A Way Out et It Takes Two sont des jeux comme on en fait trop peu, aujourd’hui. Josef Fares est probablement l’un des seuls créateurs à avoir compris combien les jeux multijoueurs (mais narratifs et possibles en local) pouvaient manquer au public. Si Leo, Vincent, May et Cody deviennent attachants, c’est parce que les joueurs se projettent en eux, par l’intermédiaire d’une relation qui ne demande qu’à s’étoffer, entre les personnages, mais aussi entre les joueurs eux-mêmes. Ces jeux n’ont pas la prétention de se prendre au sérieux, comme en témoignent leur intrigue quelque peu traditionnelle ou la multitude de clichés volontaires. Et pourtant, ils sont révolutionnaires grâce au dynamisme de l’écran splitté et surtout à leur inventivité, en terme de gameplay collaboratif. Bien que je sois profondément attachée à A Way Out, qui m’a fait rire, comme il m’a attristée ; j’ai été subjuguée par le rythme effréné et par l’imagination débordante d’It Takes Two. Ce nouveau titre se révèle plus ambitieux encore, grâce à des chapitres plus longs, plus ouverts, et regorgeant de mini-jeux ou de détails amusants. Ces deux jeux sont probablement ce qui pourrait se rapprocher le plus de la définition du « fun ». C’est pourquoi je surveillerai les futurs projets de Josef Fares, avec intérêt. Et quelque chose me dit que Mystic Falco et Hauntya le feront également :

« Ça faisait bien longtemps que je n’avais pas eu l’occasion de jouer à un jeu en coop’ et encore moins un jeu en ligne ! Mais l’occasion s’est présentée avec A Way Out, sachant que notre chère F-de-Lo l’avait déjà fait, elle m’a tout de même proposé de m’accompagner dans cette aventure qui s’est avérée être l’une des meilleures expériences de jeux en coop auxquels j’ai pu jouer ! Bon on va pas se mentir, cela est sans doute dû à ma camarade qui a rendu les choses aussi agréables à parcourir ! Le nombre de fois où l’on a pu rire lors de nos sessions, et ça, sans compter les moments plus sérieux et plus intimistes que l’on a pu passer. Cependant, une chose est sûre, le jeu en lui même est des plus agréables, il se parcourt sans grande difficulté (même si on repassera pour l’endurance de certaines personnes sur des barres de tractions, ou même sur la logique des puissances 4 !) Quoi qu’il en soit A Way Out est un jeu à faire absolument avec une personne avec qui vous êtes proche, aussi bien pour partager des moments de complicité, de rire, que d’émotions vraiment fortes ! »
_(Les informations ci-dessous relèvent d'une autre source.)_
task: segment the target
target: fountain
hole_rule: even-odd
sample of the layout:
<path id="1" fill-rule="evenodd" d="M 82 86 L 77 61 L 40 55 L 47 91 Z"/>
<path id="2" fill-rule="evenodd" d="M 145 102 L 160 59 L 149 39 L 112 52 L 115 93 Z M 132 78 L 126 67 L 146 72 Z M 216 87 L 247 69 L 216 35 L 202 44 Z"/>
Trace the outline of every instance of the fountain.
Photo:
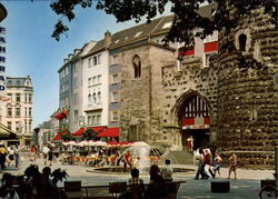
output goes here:
<path id="1" fill-rule="evenodd" d="M 173 167 L 173 172 L 188 172 L 193 171 L 192 169 L 186 169 L 178 165 L 175 157 L 170 153 L 170 150 L 162 146 L 149 146 L 143 141 L 138 141 L 132 143 L 126 150 L 122 151 L 120 157 L 129 151 L 132 157 L 132 167 L 140 170 L 140 173 L 148 173 L 151 165 L 158 165 L 162 167 L 165 160 L 169 159 L 171 166 Z M 130 169 L 123 169 L 122 166 L 109 166 L 103 168 L 92 168 L 92 170 L 87 170 L 91 172 L 106 172 L 106 173 L 122 173 L 130 172 Z"/>

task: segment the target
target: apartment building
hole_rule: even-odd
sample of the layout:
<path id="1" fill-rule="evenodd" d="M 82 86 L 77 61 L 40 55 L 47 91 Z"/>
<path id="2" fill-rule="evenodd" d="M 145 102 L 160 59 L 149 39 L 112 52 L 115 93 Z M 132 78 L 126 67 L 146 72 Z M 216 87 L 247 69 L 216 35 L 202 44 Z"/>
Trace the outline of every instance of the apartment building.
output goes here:
<path id="1" fill-rule="evenodd" d="M 0 123 L 17 132 L 19 140 L 7 140 L 8 143 L 17 142 L 21 147 L 31 145 L 32 137 L 32 98 L 33 87 L 31 77 L 6 79 L 6 100 L 0 105 Z"/>

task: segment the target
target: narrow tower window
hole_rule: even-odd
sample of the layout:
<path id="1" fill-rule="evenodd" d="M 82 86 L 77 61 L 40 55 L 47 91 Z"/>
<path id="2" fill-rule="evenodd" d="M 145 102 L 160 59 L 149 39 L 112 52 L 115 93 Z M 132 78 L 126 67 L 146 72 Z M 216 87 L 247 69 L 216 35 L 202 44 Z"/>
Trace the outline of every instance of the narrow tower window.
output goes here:
<path id="1" fill-rule="evenodd" d="M 132 66 L 135 70 L 135 78 L 140 78 L 141 77 L 141 60 L 139 56 L 133 57 Z"/>
<path id="2" fill-rule="evenodd" d="M 239 50 L 240 51 L 246 51 L 246 40 L 247 40 L 247 36 L 241 33 L 238 37 L 238 41 L 239 41 Z"/>

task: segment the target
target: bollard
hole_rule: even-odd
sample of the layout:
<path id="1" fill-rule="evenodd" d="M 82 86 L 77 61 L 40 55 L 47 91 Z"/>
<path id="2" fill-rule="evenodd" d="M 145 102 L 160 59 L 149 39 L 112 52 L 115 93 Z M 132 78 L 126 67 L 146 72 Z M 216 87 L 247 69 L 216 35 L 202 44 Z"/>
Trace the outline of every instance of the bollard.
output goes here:
<path id="1" fill-rule="evenodd" d="M 275 179 L 276 190 L 278 190 L 278 146 L 275 147 Z"/>

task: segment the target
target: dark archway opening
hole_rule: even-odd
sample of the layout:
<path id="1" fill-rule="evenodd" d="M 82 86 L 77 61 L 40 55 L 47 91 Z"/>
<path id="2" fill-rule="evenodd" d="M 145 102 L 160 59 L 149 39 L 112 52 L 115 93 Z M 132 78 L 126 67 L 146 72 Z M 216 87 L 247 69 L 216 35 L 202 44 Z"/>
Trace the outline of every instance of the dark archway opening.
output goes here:
<path id="1" fill-rule="evenodd" d="M 180 131 L 182 148 L 190 151 L 188 146 L 192 145 L 192 149 L 196 150 L 208 145 L 210 140 L 208 106 L 205 99 L 193 91 L 181 100 L 177 113 L 179 126 L 182 127 Z"/>

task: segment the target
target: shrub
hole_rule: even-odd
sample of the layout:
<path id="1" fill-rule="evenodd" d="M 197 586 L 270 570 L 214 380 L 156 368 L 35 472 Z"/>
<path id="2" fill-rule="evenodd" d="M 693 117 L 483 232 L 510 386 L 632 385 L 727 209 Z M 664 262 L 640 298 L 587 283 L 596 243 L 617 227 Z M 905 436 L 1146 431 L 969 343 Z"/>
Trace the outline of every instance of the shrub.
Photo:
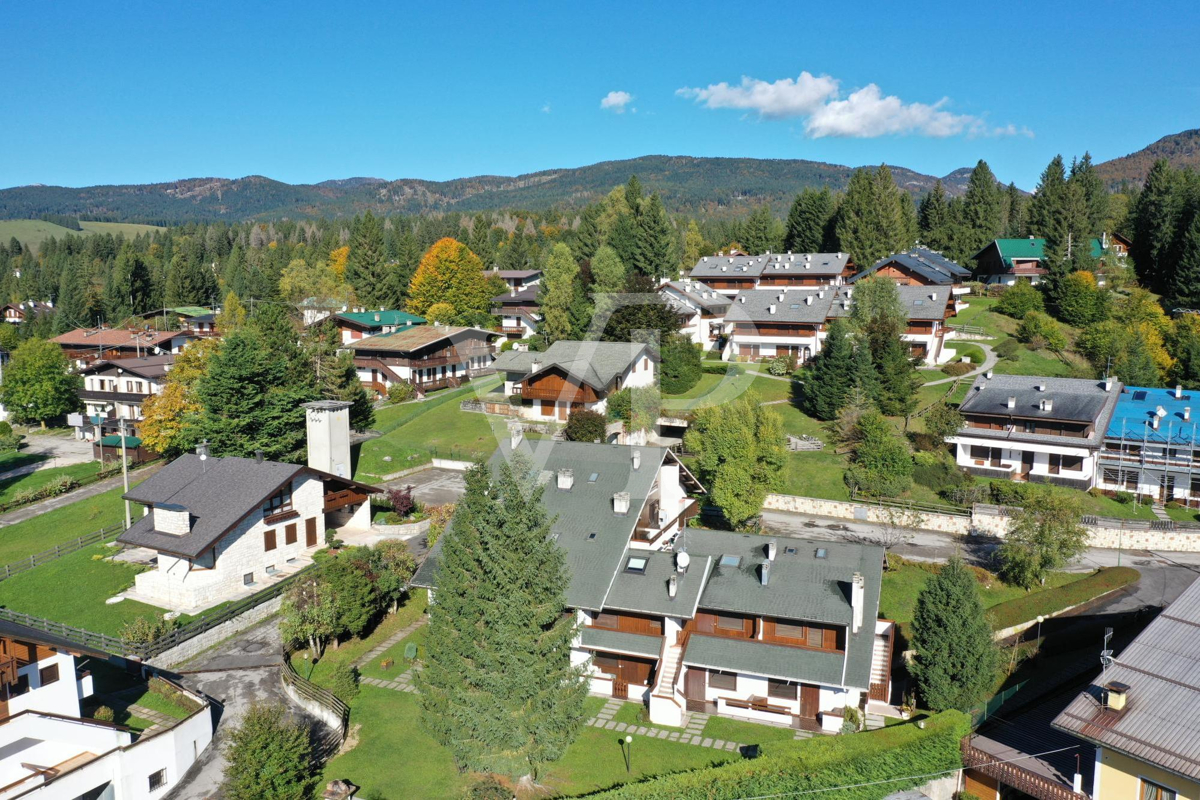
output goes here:
<path id="1" fill-rule="evenodd" d="M 965 375 L 976 368 L 973 363 L 966 363 L 964 361 L 952 361 L 950 363 L 942 367 L 942 372 L 952 378 L 958 378 L 959 375 Z"/>
<path id="2" fill-rule="evenodd" d="M 1013 319 L 1022 319 L 1031 311 L 1045 311 L 1045 301 L 1042 299 L 1042 293 L 1028 281 L 1018 281 L 1004 289 L 1004 294 L 996 303 L 996 311 Z"/>
<path id="3" fill-rule="evenodd" d="M 1003 339 L 1000 344 L 996 345 L 996 355 L 998 355 L 1001 359 L 1004 359 L 1006 361 L 1015 361 L 1016 354 L 1018 351 L 1020 351 L 1020 349 L 1021 345 L 1016 342 L 1016 339 L 1008 338 Z"/>
<path id="4" fill-rule="evenodd" d="M 1015 481 L 996 480 L 991 482 L 991 501 L 1002 506 L 1019 506 L 1025 501 L 1028 487 Z"/>
<path id="5" fill-rule="evenodd" d="M 404 403 L 413 399 L 416 390 L 413 389 L 413 384 L 407 380 L 401 380 L 388 387 L 388 402 L 389 403 Z"/>
<path id="6" fill-rule="evenodd" d="M 1027 622 L 1038 616 L 1049 616 L 1064 608 L 1085 603 L 1114 589 L 1128 585 L 1141 577 L 1138 570 L 1128 566 L 1108 566 L 1097 570 L 1081 581 L 1075 581 L 1055 589 L 1045 589 L 1022 595 L 988 609 L 988 619 L 996 630 Z"/>
<path id="7" fill-rule="evenodd" d="M 359 696 L 359 668 L 352 663 L 340 662 L 329 675 L 329 691 L 343 703 L 349 703 Z"/>
<path id="8" fill-rule="evenodd" d="M 604 414 L 580 409 L 566 417 L 563 435 L 568 441 L 604 441 L 605 427 Z"/>

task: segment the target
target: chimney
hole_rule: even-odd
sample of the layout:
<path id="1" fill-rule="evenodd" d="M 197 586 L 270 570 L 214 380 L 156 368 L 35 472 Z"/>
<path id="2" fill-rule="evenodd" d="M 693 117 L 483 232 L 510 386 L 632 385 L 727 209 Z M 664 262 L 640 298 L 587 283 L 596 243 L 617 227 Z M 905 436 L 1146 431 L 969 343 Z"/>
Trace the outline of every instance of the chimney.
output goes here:
<path id="1" fill-rule="evenodd" d="M 575 470 L 574 469 L 558 470 L 558 488 L 563 489 L 564 492 L 570 492 L 572 486 L 575 486 Z"/>
<path id="2" fill-rule="evenodd" d="M 308 438 L 308 467 L 336 475 L 350 476 L 350 403 L 316 401 L 305 403 Z M 258 461 L 262 453 L 256 453 Z"/>
<path id="3" fill-rule="evenodd" d="M 187 509 L 174 503 L 163 503 L 154 507 L 154 528 L 164 534 L 182 536 L 192 531 L 192 515 Z"/>
<path id="4" fill-rule="evenodd" d="M 866 606 L 865 594 L 866 582 L 863 581 L 863 573 L 856 572 L 850 579 L 850 608 L 854 612 L 851 633 L 858 633 L 858 628 L 863 627 L 863 607 Z"/>
<path id="5" fill-rule="evenodd" d="M 1118 680 L 1110 681 L 1103 686 L 1104 706 L 1110 711 L 1123 711 L 1129 702 L 1129 684 Z"/>

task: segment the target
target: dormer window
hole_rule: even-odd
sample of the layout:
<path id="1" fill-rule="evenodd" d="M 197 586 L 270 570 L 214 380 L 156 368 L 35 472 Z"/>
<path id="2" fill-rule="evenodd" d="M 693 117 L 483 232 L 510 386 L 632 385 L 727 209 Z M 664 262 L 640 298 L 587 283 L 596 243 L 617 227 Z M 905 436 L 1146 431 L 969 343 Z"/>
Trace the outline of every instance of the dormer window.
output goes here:
<path id="1" fill-rule="evenodd" d="M 292 483 L 289 482 L 282 489 L 271 495 L 271 499 L 263 504 L 263 516 L 270 517 L 272 515 L 283 513 L 284 511 L 292 511 Z"/>

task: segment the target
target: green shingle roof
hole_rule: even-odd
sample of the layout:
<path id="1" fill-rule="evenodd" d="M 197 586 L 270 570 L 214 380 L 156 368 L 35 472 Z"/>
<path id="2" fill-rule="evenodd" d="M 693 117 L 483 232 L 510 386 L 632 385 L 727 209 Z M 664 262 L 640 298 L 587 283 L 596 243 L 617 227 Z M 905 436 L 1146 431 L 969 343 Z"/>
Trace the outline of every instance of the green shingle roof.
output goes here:
<path id="1" fill-rule="evenodd" d="M 368 327 L 383 327 L 384 325 L 420 325 L 425 323 L 424 317 L 409 314 L 403 311 L 347 311 L 337 315 L 342 319 L 348 319 L 353 323 L 366 325 Z"/>
<path id="2" fill-rule="evenodd" d="M 658 658 L 662 651 L 662 637 L 606 631 L 602 627 L 584 627 L 580 633 L 580 645 L 590 650 Z"/>
<path id="3" fill-rule="evenodd" d="M 841 654 L 764 644 L 724 636 L 692 634 L 683 662 L 691 667 L 740 672 L 805 684 L 842 686 Z M 868 675 L 870 678 L 870 675 Z M 847 684 L 865 686 L 865 684 Z"/>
« It Takes Two : une fabuleuse expérience tout simplement ! Même en ayant eu des échos du jeu, je ne m’attendais pas à une telle variété de niveaux, de gameplay, de mécaniques différentes, ce qui rendait chaque monde merveilleux à découvrir, chaque nouvelle capacité étonnante, tout en explorant sans stéréotype la relation de May et Cody. Il faut comprendre la douleur de F-de-Lo durant nos heures de jeu, face à ma maladresse et lenteur sur ce type de jeu de plate-forme, enchaînant chutes et erreurs. Mais cela ne retire en rien le plaisir d’avoir fait un tel jeu, où nous avons fouillé les moindres recoins, joué aux mini-jeux avec acharnement (une partie d’échecs d’une heure pour le plaisir!), aidé l’une l’autre, et observé chaque détail des décors. C’est un jeu qui sait à la fois se montrer terriblement fun et se renouvelle sans cesse, tout en proposant des sujets émouvants qui nous parlent facilement : le travail pour maintenir un couple, le temps qui passe, les rêves parfois abandonnés, la relation avec un enfant, etc. Et c’est une véritable satisfaction d’arriver au bout de cette aventure déjantée, qui plus est avec la coéquipière parfaite pour cela ! »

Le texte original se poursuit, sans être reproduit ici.